Ce soir ils donnaient un programme fait de deux compositeurs qui ont joué à cache cache avec le pouvoir stalinien, Prokofiev, qui était dedans-dehors, et Chostakovitch, qui vivait dedans et composait trop souvent « en dehors », en dehors de la ligne, en dehors des schémas, des classicismes, des conformismes. Lui aussi donc, un dedans-dehors, peut-être plus radical que Prokofiev. L’orchestre donnait un programme d’ œuvres qu’il a créées, pour une grande part, la Symphonie Classique de Prokofiev en 1918, et la Symphonie n°5 de Chostakovitch en 1937, ainsi que la suite d’orchestre de Roméo et Juliette n°2 là aussi en 1937. Ce qui nous été donné à voir ou à entendre, c’est le génome de l’orchestre, tout simplement.

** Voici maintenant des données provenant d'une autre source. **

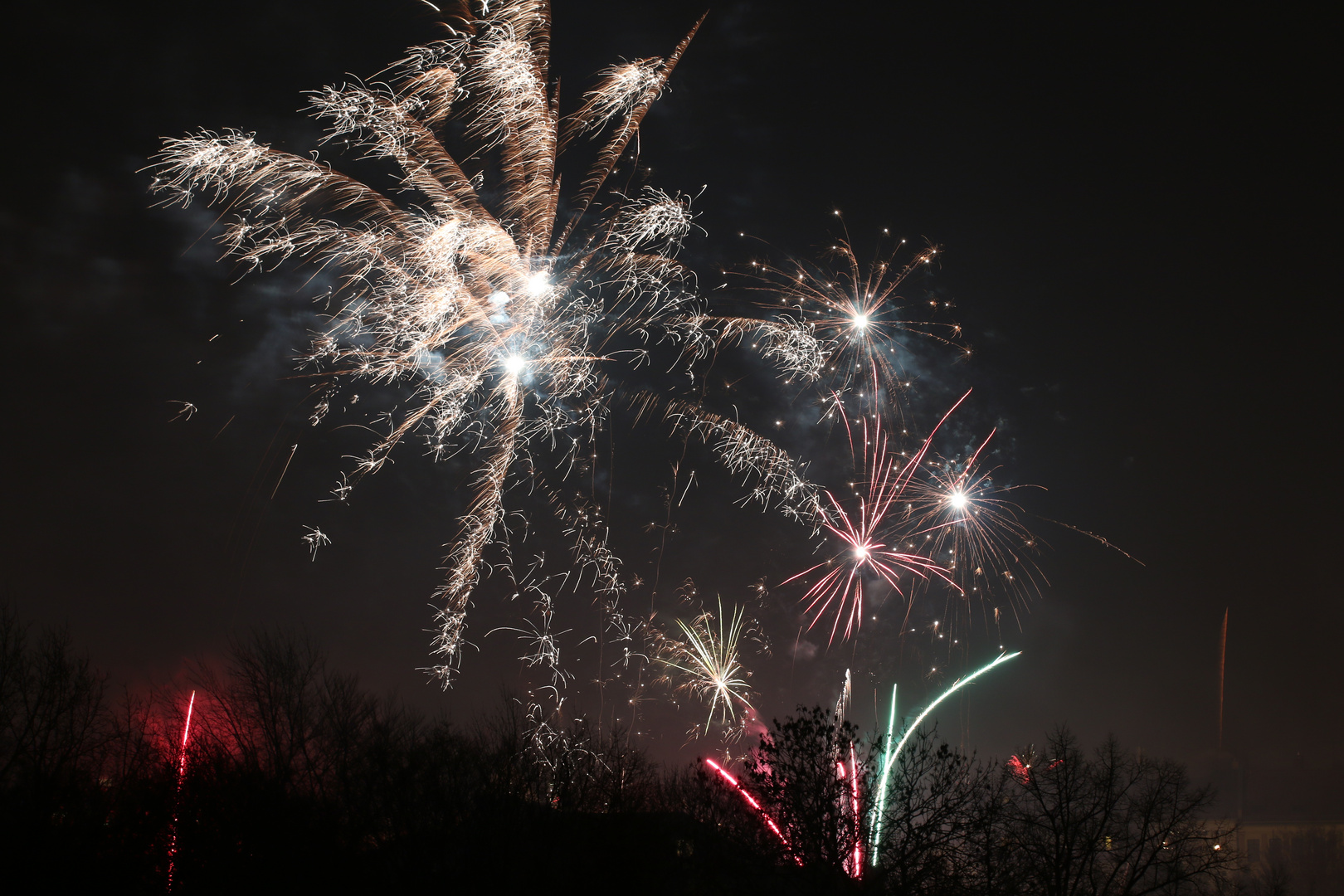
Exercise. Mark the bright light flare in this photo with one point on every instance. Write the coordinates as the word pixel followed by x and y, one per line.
pixel 711 664
pixel 869 536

Que cet orchestre impérial (fondé pour Alexandre III et sa cour) se retrouve un soir à Grenoble – c’est sans doute la première fois que se produit une phalange d’un tel prestige, est en soi exceptionnel, et il faut en remercier Michel Orier, directeur de la création artistique au Ministère de la Culture et ex-directeur de la MC2; il reste à espérer que son successeur Jean-Paul Angot fasse de même.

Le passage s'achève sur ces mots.